Even after the Tiananmen massacre in 1989, most politicians and scholars still assumed that China would grow more free and open and become a democracy – as long as the world encouraged and allowed China to engage in the international legal system and the World Trade Organisation.

However, “economic liberty leads to political freedom” has proven part of the “China fantasy,” as journalist James Mann argued 13 years ago. Political naivety and business opportunism at the expense of human rights heavily contributed to the rise of an anti-democratic China.

Two Chinas

For the past three decades, China has made amazing achievements in economic and social development but the CCP has explicitly and firmly refused the ideas and reforms of liberal democracy.

The human rights situation has been deteriorating. What’s happening in Xinjiang – the ongoing Uyghur genocide – is arguably the worst humanitarian disaster of our time. It’s hard not to recognise the failure of the engagement policy towards China, but in my opinion, unprincipled engagement with an autocratic regime is nearly appeasement.

Huawei is not a private company, though it was legally registered as such. The trials of two Michaels are not about law, but merely producing bargaining chips. The overseas outlets operated by the CCP are not media, but a propaganda machine. The Belt and Road Initiative is less an economic project, than a political stratagem. Beijing is eager to host Olympics not because of the love of sports, but the needs of a propaganda bonanza. Beijing has ratified dozens of international human rights treaties, not for abiding by them, but for manipulating them. At the UN or any international fora, the Chinese government represents the interest of, not the Chinese people, but a small privileged group of the Party.

These are simple facts, but the world has been misguided and confused for too long. Some have realised China’s threat to global freedom and democracy, but far from enough.

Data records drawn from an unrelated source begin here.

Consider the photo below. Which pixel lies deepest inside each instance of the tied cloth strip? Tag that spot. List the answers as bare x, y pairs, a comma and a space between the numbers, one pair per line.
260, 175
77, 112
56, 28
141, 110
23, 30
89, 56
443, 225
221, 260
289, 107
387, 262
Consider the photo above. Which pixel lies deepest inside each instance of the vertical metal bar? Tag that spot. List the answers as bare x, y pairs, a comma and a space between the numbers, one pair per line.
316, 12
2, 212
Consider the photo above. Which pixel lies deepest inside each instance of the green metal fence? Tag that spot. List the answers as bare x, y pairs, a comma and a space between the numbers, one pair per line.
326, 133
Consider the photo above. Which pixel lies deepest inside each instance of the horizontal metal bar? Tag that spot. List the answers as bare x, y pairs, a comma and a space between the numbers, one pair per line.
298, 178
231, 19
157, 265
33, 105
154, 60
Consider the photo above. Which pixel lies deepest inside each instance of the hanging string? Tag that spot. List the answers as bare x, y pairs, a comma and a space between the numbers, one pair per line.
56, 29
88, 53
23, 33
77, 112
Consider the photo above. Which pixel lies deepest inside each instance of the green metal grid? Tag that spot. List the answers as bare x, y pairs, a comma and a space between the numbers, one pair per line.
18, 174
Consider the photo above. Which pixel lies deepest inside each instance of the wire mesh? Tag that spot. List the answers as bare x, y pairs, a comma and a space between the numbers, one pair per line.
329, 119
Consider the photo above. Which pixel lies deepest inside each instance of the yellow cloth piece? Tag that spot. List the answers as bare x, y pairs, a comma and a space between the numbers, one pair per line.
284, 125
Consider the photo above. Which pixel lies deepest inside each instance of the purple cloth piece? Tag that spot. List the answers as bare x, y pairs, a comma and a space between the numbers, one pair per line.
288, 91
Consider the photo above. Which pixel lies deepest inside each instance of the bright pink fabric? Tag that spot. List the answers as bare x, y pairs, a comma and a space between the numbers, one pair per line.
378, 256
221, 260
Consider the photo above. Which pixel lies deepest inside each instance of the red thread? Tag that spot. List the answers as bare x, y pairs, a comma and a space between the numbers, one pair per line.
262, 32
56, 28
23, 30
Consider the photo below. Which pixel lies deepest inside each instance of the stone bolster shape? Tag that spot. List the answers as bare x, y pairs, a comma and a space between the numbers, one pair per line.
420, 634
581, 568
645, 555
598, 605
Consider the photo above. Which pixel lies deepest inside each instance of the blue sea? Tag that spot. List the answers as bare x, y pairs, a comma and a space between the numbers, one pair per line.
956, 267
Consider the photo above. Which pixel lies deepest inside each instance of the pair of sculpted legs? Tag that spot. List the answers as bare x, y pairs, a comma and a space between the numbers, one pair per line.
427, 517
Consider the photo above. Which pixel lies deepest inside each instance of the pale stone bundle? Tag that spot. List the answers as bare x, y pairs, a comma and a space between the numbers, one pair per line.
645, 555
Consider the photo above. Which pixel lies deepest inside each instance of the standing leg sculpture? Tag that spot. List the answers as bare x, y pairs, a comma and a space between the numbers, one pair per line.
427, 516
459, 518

Once the world sees the CCP more clearly, feasible and powerful actions can be found easily: reducing economic reliance on China, boycotting Beijing Olympics, banning products of forced labour, supporting prisoners of conscience and rights activists, stop selling surveillance technologies to Beijing, not voting China into the Human Rights Council, passing Magnitsky-style laws, not repatriating Uyghurs and Turkic people to China, not providing a safe haven to corrupt officials and human rights abuses, and so on and so on.

If Canada surrenders to Beijing’s bullying, the Chinese authorities will get a message that hostage-taking is working and they will resort to more kidnappings and blackmails. Canada needs more support.

Anyone single free country seems not able to confront the profound challenge that the rising regime has brought to the world, so it’s immensely important and urgent to build up more proactive and value-based democratic allies.

Teng Biao is Pozen Visiting Professor at the University of Chicago and a human rights lawyer.